0

I know this has been asked several times but I've tried a lot of solutions as suggested before and they don't work. I keep getting the below error on R (no matter however I modify the csv file) when I run the below

annotation_file <- "Best3_Abicinctus_FunctionalAnnotation.csv"
annotation_info <- read.csv(annotation_file, row.names=1, header=T)
Error in read.table(file=file,header=header,sep=sep,quote=quote, : duplicate 'row.names' are not allowed

I cannot set 'row.names=NULL' as this will screw up the data order for what I intend to do downstream. I even removed blanks/tabs from the end of every row by using sed 's/[[:blank:]]*$//'but the error doesnt go away. I tested replacing commas and spaces in all of the column entries and yet the annoying error doesn't go away. This is how first few lines of the file look like

"gene_id","name","product"
"maker-Contig673-pred_gff_AUGUSTUS-gene-1.6","stk10","Serine/threonine-protein kinase 10"
"maker-Contig204-pred_gff_AUGUSTUS-gene-3.1","ccnh","Cyclin-H"
"maker-Contig31958-pred_gff_AUGUSTUS-gene-0.7","fam136a","Protein FAM136A"
"maker-Contig31340-pred_gff_AUGUSTUS-gene-0.8","h2b","Histone H2B"

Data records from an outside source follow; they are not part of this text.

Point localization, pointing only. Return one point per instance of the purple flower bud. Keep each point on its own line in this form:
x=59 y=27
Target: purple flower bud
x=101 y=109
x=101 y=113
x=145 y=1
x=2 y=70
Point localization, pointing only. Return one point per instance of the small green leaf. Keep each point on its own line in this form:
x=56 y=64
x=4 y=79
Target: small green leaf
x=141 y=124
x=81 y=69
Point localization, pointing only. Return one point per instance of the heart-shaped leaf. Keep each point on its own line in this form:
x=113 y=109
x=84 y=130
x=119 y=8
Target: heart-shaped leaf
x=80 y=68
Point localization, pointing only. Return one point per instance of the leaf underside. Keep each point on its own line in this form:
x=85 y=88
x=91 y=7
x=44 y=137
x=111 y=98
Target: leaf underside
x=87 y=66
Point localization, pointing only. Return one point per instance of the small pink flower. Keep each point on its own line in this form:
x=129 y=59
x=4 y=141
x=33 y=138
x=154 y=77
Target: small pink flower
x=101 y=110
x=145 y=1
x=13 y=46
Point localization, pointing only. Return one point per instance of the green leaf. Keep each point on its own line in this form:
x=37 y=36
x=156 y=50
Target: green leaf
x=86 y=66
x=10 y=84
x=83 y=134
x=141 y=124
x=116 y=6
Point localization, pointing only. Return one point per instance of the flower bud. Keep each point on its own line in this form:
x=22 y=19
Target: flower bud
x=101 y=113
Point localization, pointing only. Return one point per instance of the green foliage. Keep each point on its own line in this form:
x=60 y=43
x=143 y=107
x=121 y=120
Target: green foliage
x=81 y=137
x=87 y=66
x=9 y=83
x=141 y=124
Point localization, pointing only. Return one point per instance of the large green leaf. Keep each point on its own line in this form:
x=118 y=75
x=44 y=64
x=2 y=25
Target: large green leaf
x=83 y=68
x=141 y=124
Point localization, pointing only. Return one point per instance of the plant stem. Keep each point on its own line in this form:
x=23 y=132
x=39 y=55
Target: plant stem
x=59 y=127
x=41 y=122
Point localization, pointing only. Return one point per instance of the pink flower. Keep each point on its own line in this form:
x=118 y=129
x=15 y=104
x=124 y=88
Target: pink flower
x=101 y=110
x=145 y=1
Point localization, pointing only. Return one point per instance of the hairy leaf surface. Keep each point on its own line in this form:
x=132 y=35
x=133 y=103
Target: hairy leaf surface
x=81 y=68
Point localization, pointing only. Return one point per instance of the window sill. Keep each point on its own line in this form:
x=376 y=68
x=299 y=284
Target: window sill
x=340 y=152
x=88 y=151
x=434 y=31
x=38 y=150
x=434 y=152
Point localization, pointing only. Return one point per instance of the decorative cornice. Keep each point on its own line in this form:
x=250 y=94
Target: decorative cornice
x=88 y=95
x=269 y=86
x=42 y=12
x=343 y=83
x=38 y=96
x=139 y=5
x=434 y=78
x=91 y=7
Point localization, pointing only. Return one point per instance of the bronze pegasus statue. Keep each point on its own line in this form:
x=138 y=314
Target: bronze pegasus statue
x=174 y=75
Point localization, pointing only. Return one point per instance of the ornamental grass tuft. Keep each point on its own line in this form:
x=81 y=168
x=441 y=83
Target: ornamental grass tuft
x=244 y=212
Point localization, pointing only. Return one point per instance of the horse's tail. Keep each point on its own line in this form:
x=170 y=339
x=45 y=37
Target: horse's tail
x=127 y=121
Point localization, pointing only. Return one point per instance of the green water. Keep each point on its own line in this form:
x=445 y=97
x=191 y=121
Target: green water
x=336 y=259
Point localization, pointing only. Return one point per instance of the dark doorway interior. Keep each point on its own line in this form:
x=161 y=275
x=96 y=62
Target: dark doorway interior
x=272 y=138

The file is available here on Dropbox in case you would like to take a look. I'm on a deadline and I'm just helplessly stuck at this step. Any help would be highly appreciated.

  • 1
    By using `row.names=1` you are telling `read.csv` to use the `gene_id`-column as rownames. Looking at the first few lines, I can imagine that not all names are unique. Do you really want the `gene_id` to become rownames instead of an actual column in your dataset? – Jaap Sep 01 '21 at 08:01
  • Yes cos' in the downstream steps, I run the following: sig_de_annotations <- annotation_info[rownames(sig_de_results),] sig_de_results<-cbind(sig_de_annotations, as.data.frame(sig_de_results)) write.csv(sig_de_results, row.names=T, file="DEGlist_Deformed_vs_Healthy.csv",) – Rodriguez J Mathew Sep 01 '21 at 08:06
  • The sig_de_results contain the gene_id in its first column i.e., "maker-Contigxxx" – Rodriguez J Mathew Sep 01 '21 at 08:12
  • 2
    I think you will have to update your script because dealing with multiple rownames is not good practice. I suggest you keep `row.names = NULL` and adapt `sig_de_annotations <- annotation_info[which(annotation_info$gene_id %in% rownames(sig_de_results)),]` or something similar – Basti Sep 01 '21 at 08:29
  • Thanks @BastienDucreux for the updated script but the script seems to be screwing up the gene order in the final csv file – Rodriguez J Mathew Sep 01 '21 at 09:16
  • Could you add some details about "downstream steps" you want to perform? It is usally a lot easier to store your data in a column than trying to deal with rownames problems. For the gene order you could use functions such as `dplyr::arrange` to sort your dataframe – Paul Sep 01 '21 at 09:24
  • Thanks for your response @Paul. I have a list of significantly up/down-regulated gene_ids after performing DESeq2 along with other columns such as p-value and so on stored in sig_de_results and I just want to annotate those gene_ids (e.g.,""maker-Contigxxx") in sig_de_results to the gene name info present on "Best3_Abicinctus_FunctionalAnnotation.csv". – Rodriguez J Mathew Sep 01 '21 at 09:37
  • and this is the R code I use to achieve this annotation `sig_de_annotations <- annotation_info[rownames(sig_de_results),] sig_de_results<-cbind(sig_de_annotations, as.data.frame(sig_de_results)) write.csv(sig_de_results, row.names=T, file="DEGlist_Deformed_vs_Healthy.csv",)` – Rodriguez J Mathew Sep 01 '21 at 09:37
  • Thanks but that does not make your example reproducible. Please edit your question with a minimal [reproducible example](https://stackoverflow.com/questions/5963269/how-to-make-a-great-r-reproducible-example), it will help us a lot to figure out how to help you. I.e. currently, we do not have enough to make the `sig_annotations` and `sig_results` objects – Paul Sep 01 '21 at 09:43
  • 1
    `gene_id` definitely should be a column and not rowname. How does making it a column screw up the order? – Ronak Shah Sep 01 '21 at 11:18

1 Answers1

0

I fixed the issue by removing the duplicate gene ids in column 1 of the annotation file "Best3_Abicinctus_FunctionalAnnotation.csv". Earlier I had tested by only removing the duplicate rows. Thank you @Jaap for the hint and also to the other users for their various suggestions.